Spring Break, a year ago, was the start of the pandemic for me and proved to be the end of my limited time as a substitute teacher. We went into lockdown and my bedroom became my bunker for the duration of the Covid War.

My family went on a jaunt to Colorado for part of that week, as Texas was not yet a seriously infected land. But knowing how much my health issues made me a risk of contracting death by the disease, I stayed home with the dog and number two son. In 2021, my family went for three days to visit relatives in San Antonio. I was alone at home with the dog once again. There are odd parallels between that Spring Break and this one.

I hadn’t used the gingerbread house kit that I had bought for Christmas 2019. So, we broke that out, put it together (my daughter and I after she got back from Colorado) and ate it.

It so happens I now have a gingerbread castle that wasn’t used during Christmas 2020, so I have vowed it will get made, photographed, and eaten this coming weekend.

I had finished a manuscript for a new novel in February, and I edited it during the Spring Break 2020.

It was my novel about a nudist family called A Field Guide to Fauns. It was published in March of 2020.

I don’t have another novel ready to be published this Spring Break, but I will do a free promotion of the Field Guide this coming weekend.

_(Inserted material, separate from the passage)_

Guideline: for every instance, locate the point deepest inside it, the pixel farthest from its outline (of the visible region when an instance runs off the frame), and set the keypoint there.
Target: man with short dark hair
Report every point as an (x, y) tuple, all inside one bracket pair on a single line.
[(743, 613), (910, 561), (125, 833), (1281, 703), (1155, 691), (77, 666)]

The pandemic brought an end to my teaching career as I will never again have the physical strength or freedom from arthritis pain that it takes to stand in front of a classroom all day. Being confined to the bunker all day every day has worsened all my health conditions.

All my plans for visiting nudist parks went pretty much the same way. My psoriasis has worsened and made me more susceptible to the ravages of hot sunlight. Even though I know more nudists now than I ever had before, most of the ones I know live in England, France, and California. So, no one will be able to go with me to a nudist camp as my family won’t even contemplate the idea. I have relatives who are quite happy that the pandemic probably ended that part of my life as well. No more Mickey the Nudist.

But the big difference between last Spring Break and this one is the fact that I am now on the waiting list for a vaccination. It is just possible that the whole horrible ordeal will both begin and end with Spring Break.